Make a topographic map!
Build your own mountain and make a topo map of it!
A topographic map, or "topo map," is a way to show mountains and valleys on a flat piece of paper. Topo maps are handy and necessary for many uses, including building roads and hiking trails in the mountains. The map shows where the hills and valleys are and how steep they are.
What you need:
- A lump of clay or Play-Doh® about the size of a coffee mug. (Here is a recipe for making your own modeling dough).
- Piece of cardboard or large tile on which to work the clay
- Piece of dental floss, about 2 feet (around 60 centimeters) long
- Piece of plain, white paper
- Long pencil
- 2 toothpicks
What to do:
- Put the lump of clay on the cardboard and shape a mountain about 4 inches high. Making the map is more fun if you make your mountain a little lop-sided or oddly shaped. However, the mountain should be flat on the bottom.
- Use the long pencil to poke two holes straight down through the center of the mountain. Make sure your two holes go all the way through the mountain.
- With the ruler, measure down about 1 inch (2.5 centimeters) from the top of the mountain and make a little dent mark with the pencil. Make two more dent marks lower down on the mountain about 1 inch apart. Or, without using the ruler, just make three marks to divide your mountain into four slices all about the same thickness.
- Stretch the dental floss until it is taut, wrapping the ends around your fingers so you have a good grip on it. Use the dental floss to cut through the mountain at top-most mark you made. Hold the floss as horizontal (level with the table or floor) as you can.
- Remove this clay slice and place it on the paper. Use the pencil to carefully trace around it. Push the pencil through one of the holes in the clay and make a dot on the paper; do the same with the other hole. Put the slice aside, but don't squash it. You'll need it again later.
- Cut a second slice at your next mark down from the top. Lay the second slice over the tracing of the first one, being careful to place the holes in the second sick over the dots on the paper. To line up the holes, poke the two toothpicks through the holes in the slice and line them up with the two dots on the paper. Carefully trace around the second slice. Your tracing will form a circle outside the tracing of the first slice. (If you have "outcroppings" on your mountain, the the second circle could cross into the area of the first circle).
- Cut another slice at the next mark down. Line up the holes with the dots and trace it as you did before. Finally, place the bottom slice on the paper, line up the holes, and trace it.

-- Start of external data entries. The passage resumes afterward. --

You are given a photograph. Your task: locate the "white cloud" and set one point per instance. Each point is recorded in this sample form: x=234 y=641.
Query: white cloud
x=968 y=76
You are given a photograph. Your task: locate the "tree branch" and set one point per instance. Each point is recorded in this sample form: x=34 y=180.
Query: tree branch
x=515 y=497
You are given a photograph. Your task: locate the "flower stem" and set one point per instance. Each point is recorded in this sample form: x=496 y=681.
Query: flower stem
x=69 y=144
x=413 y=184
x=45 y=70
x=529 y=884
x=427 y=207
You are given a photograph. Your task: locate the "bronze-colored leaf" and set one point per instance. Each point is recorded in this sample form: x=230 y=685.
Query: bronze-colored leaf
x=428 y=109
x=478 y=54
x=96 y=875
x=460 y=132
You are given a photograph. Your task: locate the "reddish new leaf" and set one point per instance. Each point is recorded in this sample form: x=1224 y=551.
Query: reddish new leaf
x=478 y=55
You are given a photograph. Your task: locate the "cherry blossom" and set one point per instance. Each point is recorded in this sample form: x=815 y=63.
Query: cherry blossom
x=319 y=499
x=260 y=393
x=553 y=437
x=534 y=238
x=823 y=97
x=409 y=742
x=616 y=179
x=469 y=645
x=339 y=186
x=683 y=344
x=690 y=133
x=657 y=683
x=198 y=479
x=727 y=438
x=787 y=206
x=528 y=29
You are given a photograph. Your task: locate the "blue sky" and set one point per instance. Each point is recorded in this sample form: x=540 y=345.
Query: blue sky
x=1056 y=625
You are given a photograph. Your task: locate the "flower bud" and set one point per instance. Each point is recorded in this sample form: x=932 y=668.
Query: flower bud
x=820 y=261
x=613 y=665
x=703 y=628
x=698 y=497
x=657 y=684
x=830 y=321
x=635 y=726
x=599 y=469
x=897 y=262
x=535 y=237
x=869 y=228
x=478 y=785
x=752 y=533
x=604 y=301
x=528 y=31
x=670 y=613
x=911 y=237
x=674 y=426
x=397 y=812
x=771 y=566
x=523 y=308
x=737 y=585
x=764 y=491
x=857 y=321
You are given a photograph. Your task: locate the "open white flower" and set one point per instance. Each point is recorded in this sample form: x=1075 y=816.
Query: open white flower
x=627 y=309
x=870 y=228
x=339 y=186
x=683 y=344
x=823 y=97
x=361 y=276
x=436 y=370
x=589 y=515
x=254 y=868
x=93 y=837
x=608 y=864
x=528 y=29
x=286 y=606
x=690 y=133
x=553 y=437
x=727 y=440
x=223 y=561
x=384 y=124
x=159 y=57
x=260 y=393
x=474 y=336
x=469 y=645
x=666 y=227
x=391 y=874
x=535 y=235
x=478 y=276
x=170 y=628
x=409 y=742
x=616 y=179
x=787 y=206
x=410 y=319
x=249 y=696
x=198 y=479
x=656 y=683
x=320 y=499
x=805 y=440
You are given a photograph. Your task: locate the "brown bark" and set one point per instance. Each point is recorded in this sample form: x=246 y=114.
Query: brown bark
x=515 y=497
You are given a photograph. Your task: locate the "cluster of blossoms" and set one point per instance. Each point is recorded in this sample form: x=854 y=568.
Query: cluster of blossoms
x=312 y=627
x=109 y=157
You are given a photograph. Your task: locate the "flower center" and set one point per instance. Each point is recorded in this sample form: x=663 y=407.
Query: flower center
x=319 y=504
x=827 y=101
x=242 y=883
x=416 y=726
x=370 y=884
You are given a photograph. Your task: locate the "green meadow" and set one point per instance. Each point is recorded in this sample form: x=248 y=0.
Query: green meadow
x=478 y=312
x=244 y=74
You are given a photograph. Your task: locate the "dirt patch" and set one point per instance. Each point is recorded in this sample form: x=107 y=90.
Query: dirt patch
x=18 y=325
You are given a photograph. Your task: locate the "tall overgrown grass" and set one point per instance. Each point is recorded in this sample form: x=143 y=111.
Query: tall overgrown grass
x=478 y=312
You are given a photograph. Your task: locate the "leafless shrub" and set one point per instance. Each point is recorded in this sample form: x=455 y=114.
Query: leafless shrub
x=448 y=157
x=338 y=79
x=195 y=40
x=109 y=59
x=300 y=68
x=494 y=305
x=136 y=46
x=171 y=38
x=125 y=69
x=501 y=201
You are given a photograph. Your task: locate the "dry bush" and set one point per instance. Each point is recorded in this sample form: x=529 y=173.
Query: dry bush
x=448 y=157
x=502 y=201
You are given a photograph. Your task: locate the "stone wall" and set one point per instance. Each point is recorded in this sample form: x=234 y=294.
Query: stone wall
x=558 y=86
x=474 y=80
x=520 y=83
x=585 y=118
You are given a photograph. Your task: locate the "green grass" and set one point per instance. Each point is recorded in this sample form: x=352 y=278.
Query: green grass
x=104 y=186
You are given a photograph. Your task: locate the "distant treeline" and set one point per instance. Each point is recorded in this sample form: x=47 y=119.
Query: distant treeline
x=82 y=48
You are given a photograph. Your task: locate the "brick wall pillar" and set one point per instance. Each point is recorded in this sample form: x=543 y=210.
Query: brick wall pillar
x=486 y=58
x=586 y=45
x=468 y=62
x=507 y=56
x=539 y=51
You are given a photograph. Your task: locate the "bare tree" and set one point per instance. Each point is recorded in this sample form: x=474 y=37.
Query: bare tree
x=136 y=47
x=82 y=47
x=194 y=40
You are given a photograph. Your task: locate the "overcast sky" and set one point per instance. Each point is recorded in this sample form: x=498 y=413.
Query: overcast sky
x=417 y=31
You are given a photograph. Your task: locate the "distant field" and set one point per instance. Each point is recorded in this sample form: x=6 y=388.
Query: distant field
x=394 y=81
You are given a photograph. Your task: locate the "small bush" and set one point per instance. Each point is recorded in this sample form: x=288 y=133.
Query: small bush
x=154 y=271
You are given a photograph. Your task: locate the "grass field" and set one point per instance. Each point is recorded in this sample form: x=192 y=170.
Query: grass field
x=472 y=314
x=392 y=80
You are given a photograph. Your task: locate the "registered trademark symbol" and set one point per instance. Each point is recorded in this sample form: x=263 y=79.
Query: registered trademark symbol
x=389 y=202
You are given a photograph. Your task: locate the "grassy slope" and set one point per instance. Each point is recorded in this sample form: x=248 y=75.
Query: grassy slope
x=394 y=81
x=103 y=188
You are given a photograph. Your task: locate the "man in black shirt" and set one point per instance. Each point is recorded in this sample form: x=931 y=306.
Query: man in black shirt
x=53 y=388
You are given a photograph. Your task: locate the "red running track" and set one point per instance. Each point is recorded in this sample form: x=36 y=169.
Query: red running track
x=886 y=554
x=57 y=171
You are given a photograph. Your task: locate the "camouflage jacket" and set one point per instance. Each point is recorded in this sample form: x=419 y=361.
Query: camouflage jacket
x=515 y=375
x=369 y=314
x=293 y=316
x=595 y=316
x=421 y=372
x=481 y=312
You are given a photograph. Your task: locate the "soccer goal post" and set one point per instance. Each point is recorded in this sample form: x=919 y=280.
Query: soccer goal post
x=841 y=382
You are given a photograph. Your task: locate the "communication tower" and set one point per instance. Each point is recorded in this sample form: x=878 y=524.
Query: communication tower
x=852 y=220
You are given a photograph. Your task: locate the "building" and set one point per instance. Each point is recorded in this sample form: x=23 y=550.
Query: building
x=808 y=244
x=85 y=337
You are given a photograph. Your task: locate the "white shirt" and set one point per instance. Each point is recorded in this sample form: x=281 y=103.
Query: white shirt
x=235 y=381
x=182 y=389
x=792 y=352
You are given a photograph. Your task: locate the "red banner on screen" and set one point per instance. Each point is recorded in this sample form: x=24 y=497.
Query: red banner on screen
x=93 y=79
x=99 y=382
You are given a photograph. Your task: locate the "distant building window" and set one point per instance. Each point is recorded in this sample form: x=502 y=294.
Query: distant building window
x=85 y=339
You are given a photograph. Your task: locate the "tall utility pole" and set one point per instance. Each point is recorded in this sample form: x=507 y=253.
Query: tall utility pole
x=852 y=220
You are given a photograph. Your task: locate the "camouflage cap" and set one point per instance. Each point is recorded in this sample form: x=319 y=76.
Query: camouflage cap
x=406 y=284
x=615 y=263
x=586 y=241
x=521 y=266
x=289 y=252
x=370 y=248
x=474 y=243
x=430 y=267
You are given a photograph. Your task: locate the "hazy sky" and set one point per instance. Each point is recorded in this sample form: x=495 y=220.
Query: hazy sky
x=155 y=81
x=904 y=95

- Stack the slices back up in order on the cardboard. Be sure the holes line up.
- Admire your topo map!
Compare the topographic map you have just made to the model mountain. Why are some of the traced lines closer together than others? What kind of slope gives you lines that are close together? What kind gives lines that are far apart? On your topographic map, where are the steepest slopes? Looking at your map, where would be the best place to build a trail to climb to the top of the mountain?